Quality-Based Model For Effective and Robust Multi-User Pay-As-You-Go Ontology Matching

Tracking #: 893-2104

Authors: 
Isabel Cruz
Francesco Loprete
Matteo Palmonari
Cosmin Stroe1
Aynaz Taheri

Responsible editor: 
Guest Editors EKAW 2014 Schlobach Janowicz

Submission type: 
Full Paper
Abstract: 
Using a pay-as-you-go strategy, we allow for a community of users to validate mappings obtained by an automatic ontology matching system using consensus for each mapping. The ultimate objectives are effectiveness—improving the quality of the obtained alignment (set of mappings) measured in terms of F-measure as a function of the number of user interactions—and robustness—making the system as much as possible impervious to user validation errors.

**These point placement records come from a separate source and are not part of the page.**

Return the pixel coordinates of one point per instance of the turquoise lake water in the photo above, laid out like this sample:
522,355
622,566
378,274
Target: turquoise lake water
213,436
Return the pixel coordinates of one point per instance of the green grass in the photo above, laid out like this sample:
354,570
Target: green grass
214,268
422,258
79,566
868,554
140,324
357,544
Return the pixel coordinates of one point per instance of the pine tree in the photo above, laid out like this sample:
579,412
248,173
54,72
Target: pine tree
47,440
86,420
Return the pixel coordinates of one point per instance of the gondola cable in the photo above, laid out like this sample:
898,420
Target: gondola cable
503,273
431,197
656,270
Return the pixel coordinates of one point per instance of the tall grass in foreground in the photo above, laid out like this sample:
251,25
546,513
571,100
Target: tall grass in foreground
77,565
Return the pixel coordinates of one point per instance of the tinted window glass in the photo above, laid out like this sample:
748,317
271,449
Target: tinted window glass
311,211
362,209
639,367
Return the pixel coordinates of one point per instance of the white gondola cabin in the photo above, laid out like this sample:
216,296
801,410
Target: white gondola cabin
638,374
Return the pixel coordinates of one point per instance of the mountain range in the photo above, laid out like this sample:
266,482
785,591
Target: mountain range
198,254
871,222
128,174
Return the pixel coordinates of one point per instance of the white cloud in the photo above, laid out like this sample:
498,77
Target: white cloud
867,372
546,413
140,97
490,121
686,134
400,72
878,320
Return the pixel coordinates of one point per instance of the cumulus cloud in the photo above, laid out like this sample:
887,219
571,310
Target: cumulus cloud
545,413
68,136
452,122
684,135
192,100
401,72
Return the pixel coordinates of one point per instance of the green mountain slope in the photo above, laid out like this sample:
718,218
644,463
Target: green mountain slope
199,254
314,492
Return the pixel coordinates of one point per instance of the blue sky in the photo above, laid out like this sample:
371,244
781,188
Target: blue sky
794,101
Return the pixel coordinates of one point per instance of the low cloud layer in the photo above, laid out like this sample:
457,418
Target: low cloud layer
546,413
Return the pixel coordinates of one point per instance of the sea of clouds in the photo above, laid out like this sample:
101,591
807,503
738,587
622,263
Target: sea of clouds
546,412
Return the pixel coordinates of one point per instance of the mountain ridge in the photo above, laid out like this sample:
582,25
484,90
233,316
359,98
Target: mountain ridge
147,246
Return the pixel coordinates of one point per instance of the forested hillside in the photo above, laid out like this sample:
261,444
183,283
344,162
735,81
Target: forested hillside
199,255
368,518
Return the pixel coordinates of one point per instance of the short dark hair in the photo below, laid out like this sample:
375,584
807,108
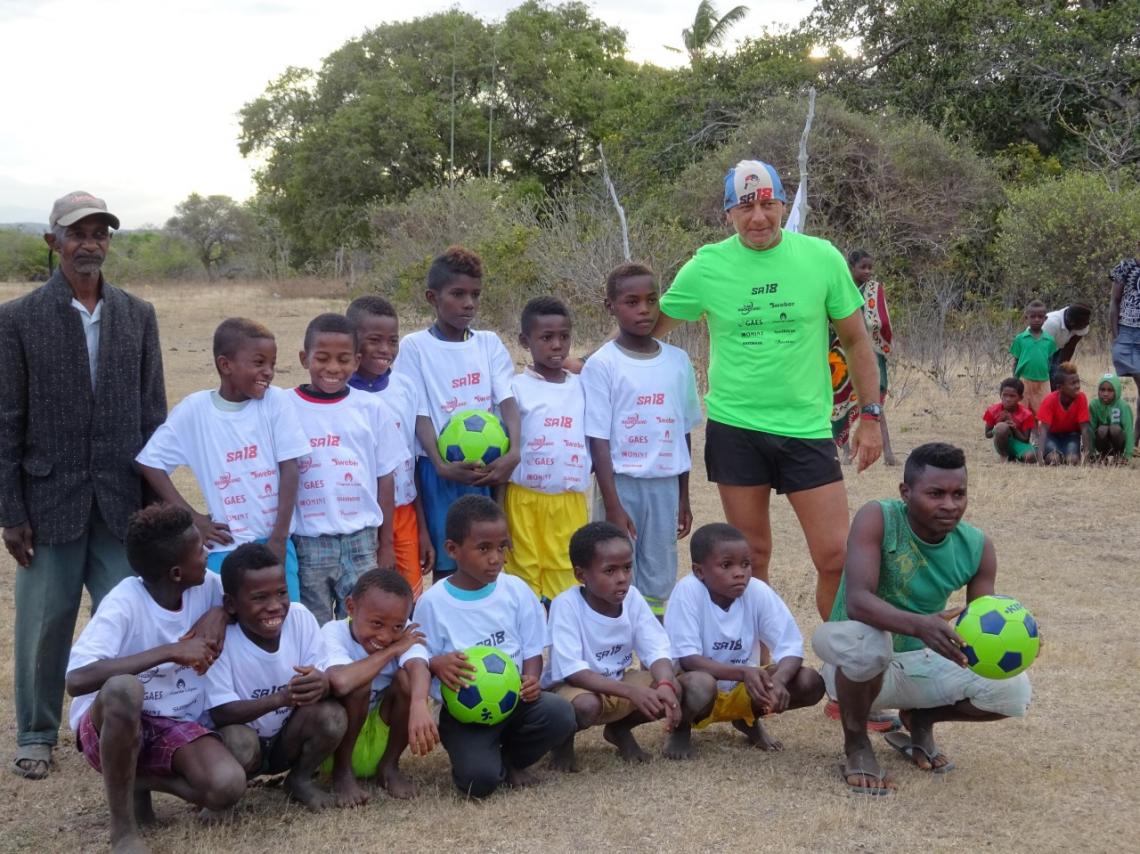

Our strategy consisting of two major steps: candidate mapping selection, which ranks mappings based on their perceived quality, so as to present first to the users those mappings with lowest quality, and feedback propagation, which seeks to validate or invalidate those mappings that are perceived to be “similar” to the mappings already presented to the users. The purpose of these two strategies is twofold: achieve greater improvements earlier and minimize overall user interaction. There are three important features of our approach. The first is that we use a dynamic ranking mechanism to adapt to the new conditions after each user interaction, the second is that we may need to present each mapping for validation more than once—revalidation—because of possible user errors, and the third is that we propagate a user’s input on a mapping immediately without first achieving consensus for that mapping. We study extensively the effectiveness and robustness of our approach as several of these parameters change, namely the error and revalidation rates, as a function of the number of iterations, to provide conclusive guidelines for the design and implementation of multi-user feedback ontology matching systems.
Full PDF Version: 
Tags: 
Reviewed

Decision/Status: 
Accept

Solicited Reviews:
Click to Expand/Collapse
Review #1
Anonymous submitted on 07/Apr/2015
Suggestion:
Minor Revision
Review Comment:

I reviewed an earlier version of the this paper for the jopint submission process of EKAW 2014 and the SWJ. Most of my comments on that version are still valid. I therefore included that review below.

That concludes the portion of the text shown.